Batman 3 - Batman Forever
As if he’d totally forgotten about piloting the chopper, Two-Face moved away from the controls so that he could better see out the side. The pilot quickly grabbed control of the chopper as Two-Face made his way over to the cargo hatch. He peered down at the chain and saw exactly what he thought he’d see: nothing.
“Good-bye to that pointy-eared, steroid-eating, rubber-suited, cross-dressing, night rat . . .”
Then a shadow suddenly cast itself over him. The only source of light was through the windshield, and with a berserk yell Two-Face spun. Sure enough, covering the Plexiglas windshield was a familiar black cape.
Two-Face yanked out his guns and started firing. Bullets went everywhere: through the windshield, through the cape, and, unfortunately, through the pilot. Blood spattered the inside of the windshield. Two-Face didn’t care. All that mattered to him was that the cape was gone.

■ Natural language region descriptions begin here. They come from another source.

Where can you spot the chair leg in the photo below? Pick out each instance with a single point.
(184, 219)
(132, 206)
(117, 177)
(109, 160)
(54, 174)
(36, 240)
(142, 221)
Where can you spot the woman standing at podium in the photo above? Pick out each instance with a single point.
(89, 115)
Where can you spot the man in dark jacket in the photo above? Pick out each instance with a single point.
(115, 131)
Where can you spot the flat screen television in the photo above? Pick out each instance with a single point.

But he had no certainty that Batman had gone with it.
The pilot slumped forward on the stick, sending the chopper into a dive. Two-Face was hurled forward. He smashed into the windshield, which was already riddled with bullet holes. It cracked further under the impact and Two-Face scrambled back so that he wouldn’t crash completely through it and be hurled down to the icy water below. He grabbed the pilot’s corpse, wrested it from its position, and tossed it aside. Then he clambered into the vacated seat and regained control of the spiraling chopper.
That was when a fist smashed through the side window, tagging Two-Face squarely in the jaw. His head snapped back, crashing into the cushioned wall behind him with enough impact to send stars exploding between his eyes.
Crouched on one of the struts on the outside of the speeding helicopter, Batman hung on with single-minded determination. “Harvey, you need help. Give it up.”
A sneer crossed the distorted portion of his face. “We need help? Looked in the mirror recently?”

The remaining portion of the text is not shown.